Investors are curious to see if the next administration will further open up the economy to attract more foreign capital, especially in infrastructure, DBS Bank Ltd. said Wednesday.
“Whoever wins the presidential election in May will have plenty to prove. One to watch closely is what the next government will do to step up investment growth,” Southeast Asia’s largest bank said in a research note.
DBS noted that revenue collections had been growing at a “strong” average annual rate of 12 percent during the first five years of the Aquino administration, such that there was room for an “infrastructure overhaul” via the centerpiece public-private partnership or PPP program.
“Total investment growth contributed about a third of the economic growth seen during Aquino’s term. And investment is the key that could sustain robust consumption growth and potentially bring overall GDP [gross domestic product] growth to 7-8 percent trend,” DBS said.
The economy grew a dismal 5.8 percent last year, while economic managers had slightly cut to 6.8-7.8 percent the GDP expansion target for this year as government expenditures on public goods and services have remained below program despite loads of cash just waiting to be spent.
According to DBS, “it is also important to watch if the next government supports the easing of foreign ownership limits.”
President Aquino was firm that the 1987 Constitution—put in place by his mother, former President Corazon—will never be amended during his watch, even as business groups had been seeking further liberalization of its economic provisions.
DBS noted that foreign direct investment (FDI) “continues to be dwarfed by foreign worker remittances, growth of which has been sustained every year in the past decade.”
The latest Bangko Sentral ng Pilipinas (BSP) data showed that as of end-November last year, total FDI declined 3.4 percent year-on-year to $5.452 billion.
The BSP had set targets of $6 billion and $6.3 billion in FDI for last year and this year, respectively. The end-2015 FDI data will be released today.
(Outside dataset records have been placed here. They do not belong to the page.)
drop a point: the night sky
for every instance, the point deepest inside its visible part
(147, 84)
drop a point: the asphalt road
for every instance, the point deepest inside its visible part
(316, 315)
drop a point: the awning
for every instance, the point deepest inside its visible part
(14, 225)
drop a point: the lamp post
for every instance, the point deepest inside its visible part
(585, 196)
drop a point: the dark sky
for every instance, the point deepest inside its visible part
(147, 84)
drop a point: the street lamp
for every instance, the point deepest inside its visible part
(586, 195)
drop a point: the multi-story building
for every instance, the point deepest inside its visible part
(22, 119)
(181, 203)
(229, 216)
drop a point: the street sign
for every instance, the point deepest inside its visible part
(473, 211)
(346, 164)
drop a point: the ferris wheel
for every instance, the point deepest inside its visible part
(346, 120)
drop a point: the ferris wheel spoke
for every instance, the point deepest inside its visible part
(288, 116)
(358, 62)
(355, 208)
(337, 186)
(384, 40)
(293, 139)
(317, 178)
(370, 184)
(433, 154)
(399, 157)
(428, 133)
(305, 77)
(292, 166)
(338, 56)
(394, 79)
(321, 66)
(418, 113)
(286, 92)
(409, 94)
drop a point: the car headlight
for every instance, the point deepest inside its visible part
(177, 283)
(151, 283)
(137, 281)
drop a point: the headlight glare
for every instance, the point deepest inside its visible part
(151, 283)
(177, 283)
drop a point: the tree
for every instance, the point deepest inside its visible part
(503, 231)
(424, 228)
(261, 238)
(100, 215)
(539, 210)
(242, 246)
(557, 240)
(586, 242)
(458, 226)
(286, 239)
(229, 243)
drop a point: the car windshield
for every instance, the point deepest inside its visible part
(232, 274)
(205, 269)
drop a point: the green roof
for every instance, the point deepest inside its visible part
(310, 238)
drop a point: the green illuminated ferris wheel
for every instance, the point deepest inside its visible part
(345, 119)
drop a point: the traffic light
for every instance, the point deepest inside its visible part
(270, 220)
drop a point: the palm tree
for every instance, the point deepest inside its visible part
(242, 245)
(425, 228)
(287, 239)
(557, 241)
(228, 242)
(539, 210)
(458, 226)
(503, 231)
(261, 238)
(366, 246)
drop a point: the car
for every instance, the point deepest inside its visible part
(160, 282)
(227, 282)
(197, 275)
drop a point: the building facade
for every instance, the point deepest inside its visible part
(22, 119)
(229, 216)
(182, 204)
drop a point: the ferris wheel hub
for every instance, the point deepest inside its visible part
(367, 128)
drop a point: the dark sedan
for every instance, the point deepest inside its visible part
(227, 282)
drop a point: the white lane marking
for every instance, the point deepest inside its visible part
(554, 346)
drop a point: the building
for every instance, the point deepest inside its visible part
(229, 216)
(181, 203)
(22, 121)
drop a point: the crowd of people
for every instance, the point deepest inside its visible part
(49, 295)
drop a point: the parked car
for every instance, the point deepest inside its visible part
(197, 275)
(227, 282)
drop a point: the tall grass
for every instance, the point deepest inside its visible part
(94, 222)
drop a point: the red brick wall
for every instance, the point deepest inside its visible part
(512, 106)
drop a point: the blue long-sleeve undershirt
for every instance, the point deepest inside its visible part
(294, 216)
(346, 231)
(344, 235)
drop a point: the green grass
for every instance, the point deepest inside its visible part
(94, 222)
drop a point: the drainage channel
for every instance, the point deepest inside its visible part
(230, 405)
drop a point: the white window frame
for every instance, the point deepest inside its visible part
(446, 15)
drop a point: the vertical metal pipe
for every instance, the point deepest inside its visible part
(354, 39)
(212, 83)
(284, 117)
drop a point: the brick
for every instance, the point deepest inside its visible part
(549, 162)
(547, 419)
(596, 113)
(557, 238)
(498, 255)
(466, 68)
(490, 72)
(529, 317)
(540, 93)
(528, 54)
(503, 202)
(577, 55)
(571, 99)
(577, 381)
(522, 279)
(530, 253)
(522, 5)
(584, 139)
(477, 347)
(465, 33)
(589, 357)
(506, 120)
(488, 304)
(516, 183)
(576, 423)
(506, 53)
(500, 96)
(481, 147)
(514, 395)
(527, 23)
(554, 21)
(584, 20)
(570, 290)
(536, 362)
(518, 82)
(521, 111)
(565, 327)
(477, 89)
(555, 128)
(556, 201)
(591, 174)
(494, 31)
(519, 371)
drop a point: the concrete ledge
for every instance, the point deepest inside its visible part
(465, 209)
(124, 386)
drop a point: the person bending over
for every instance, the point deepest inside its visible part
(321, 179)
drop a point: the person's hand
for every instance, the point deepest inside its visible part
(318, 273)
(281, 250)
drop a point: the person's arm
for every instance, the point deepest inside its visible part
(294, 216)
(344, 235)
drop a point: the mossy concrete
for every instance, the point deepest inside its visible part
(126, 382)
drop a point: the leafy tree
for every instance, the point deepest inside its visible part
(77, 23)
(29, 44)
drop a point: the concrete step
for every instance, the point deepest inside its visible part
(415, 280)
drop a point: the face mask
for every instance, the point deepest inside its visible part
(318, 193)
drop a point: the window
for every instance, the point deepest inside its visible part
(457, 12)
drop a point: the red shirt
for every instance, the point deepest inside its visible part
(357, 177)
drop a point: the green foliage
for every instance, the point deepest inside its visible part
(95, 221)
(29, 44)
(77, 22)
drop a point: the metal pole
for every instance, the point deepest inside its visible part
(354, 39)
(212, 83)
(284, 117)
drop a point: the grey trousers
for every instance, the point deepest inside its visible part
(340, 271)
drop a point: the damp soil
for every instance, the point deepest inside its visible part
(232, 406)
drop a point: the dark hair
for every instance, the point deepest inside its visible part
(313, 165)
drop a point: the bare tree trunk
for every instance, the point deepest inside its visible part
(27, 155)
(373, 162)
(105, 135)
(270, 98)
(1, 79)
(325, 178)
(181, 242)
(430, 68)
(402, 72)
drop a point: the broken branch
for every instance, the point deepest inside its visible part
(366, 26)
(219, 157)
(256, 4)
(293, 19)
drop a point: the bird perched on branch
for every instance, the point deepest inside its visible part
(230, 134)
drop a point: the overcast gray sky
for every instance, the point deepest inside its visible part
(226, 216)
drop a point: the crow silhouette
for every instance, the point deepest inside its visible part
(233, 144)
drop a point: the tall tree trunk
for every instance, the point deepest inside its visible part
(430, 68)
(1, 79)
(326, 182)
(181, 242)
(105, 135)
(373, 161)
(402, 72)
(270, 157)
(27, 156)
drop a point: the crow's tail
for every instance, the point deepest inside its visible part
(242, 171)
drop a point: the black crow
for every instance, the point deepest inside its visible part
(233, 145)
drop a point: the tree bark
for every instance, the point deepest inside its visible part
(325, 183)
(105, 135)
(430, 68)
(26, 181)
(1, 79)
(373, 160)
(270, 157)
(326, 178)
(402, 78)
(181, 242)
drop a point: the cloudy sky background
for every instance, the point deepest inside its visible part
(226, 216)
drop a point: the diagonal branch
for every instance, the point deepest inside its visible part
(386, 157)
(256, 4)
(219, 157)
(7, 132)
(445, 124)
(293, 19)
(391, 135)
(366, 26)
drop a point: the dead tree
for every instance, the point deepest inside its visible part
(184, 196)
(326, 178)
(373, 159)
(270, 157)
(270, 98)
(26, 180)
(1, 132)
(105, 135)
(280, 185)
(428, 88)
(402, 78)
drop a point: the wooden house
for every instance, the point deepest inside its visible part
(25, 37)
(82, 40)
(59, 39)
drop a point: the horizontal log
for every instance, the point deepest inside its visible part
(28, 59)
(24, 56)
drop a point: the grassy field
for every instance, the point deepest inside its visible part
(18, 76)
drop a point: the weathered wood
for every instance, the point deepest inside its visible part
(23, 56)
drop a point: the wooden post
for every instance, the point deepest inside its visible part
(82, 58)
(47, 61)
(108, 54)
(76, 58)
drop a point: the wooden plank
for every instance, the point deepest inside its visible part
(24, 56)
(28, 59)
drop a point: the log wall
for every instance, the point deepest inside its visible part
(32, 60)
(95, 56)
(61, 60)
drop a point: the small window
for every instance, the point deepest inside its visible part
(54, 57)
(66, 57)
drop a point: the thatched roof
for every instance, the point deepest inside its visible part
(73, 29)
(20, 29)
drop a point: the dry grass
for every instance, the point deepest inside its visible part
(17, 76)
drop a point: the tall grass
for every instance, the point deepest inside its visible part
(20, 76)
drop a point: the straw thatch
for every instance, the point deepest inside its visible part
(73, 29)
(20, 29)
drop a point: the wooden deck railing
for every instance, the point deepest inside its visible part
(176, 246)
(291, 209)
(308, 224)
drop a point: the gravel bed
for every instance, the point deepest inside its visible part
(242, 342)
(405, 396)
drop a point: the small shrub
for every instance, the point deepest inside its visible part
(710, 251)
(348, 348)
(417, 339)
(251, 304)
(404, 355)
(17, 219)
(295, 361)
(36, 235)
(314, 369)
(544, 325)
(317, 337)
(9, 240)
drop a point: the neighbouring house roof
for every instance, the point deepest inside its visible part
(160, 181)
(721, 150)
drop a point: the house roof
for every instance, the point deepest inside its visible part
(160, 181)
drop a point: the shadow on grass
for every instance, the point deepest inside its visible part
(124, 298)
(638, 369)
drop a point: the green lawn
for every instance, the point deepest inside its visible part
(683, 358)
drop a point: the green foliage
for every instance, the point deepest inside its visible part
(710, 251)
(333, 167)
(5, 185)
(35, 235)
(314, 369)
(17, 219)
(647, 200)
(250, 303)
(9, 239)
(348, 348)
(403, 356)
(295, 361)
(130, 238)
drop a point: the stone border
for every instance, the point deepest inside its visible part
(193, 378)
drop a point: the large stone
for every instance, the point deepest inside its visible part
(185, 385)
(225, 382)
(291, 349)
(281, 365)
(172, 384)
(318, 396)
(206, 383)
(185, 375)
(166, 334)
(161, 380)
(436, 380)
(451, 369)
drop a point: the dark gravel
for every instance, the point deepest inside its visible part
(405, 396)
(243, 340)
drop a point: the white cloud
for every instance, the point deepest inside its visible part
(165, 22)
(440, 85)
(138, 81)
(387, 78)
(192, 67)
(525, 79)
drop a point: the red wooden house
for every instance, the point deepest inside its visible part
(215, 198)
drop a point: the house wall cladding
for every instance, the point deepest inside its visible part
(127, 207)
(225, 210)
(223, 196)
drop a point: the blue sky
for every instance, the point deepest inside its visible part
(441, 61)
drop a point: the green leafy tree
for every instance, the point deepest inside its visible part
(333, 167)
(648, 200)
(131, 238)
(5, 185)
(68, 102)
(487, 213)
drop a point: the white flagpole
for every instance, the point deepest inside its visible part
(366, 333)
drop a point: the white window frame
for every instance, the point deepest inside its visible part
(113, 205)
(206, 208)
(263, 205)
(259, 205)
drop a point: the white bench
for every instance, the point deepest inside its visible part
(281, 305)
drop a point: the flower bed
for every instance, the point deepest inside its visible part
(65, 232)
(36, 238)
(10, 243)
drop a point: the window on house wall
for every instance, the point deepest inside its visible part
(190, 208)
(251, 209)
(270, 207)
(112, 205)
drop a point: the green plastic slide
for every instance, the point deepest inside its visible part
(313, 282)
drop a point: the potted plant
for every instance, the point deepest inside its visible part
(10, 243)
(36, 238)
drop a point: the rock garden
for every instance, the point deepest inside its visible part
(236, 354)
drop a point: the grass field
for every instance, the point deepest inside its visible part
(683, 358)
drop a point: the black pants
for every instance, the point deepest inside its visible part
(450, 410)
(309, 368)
Cash sent home by Filipinos abroad, meanwhile, hit a record $2.47 billion last December—the biggest monthly amount to date—to bring the 2015 total to $25.767 billion, also the highest annual figure.
End-2015 cash remittances grew 4.6 percent year-on-year, exceeding the 4-percent growth target.
For 2016, the increase in remittances was projected at a similar 4 percent.
But while “strong remittance flows are definitely a positive for the macro risk profile,” DBS cautioned that such also “triggers questions about the dynamism of the local economy, especially since foreign worker remittances make up almost 10 percent of the economy.”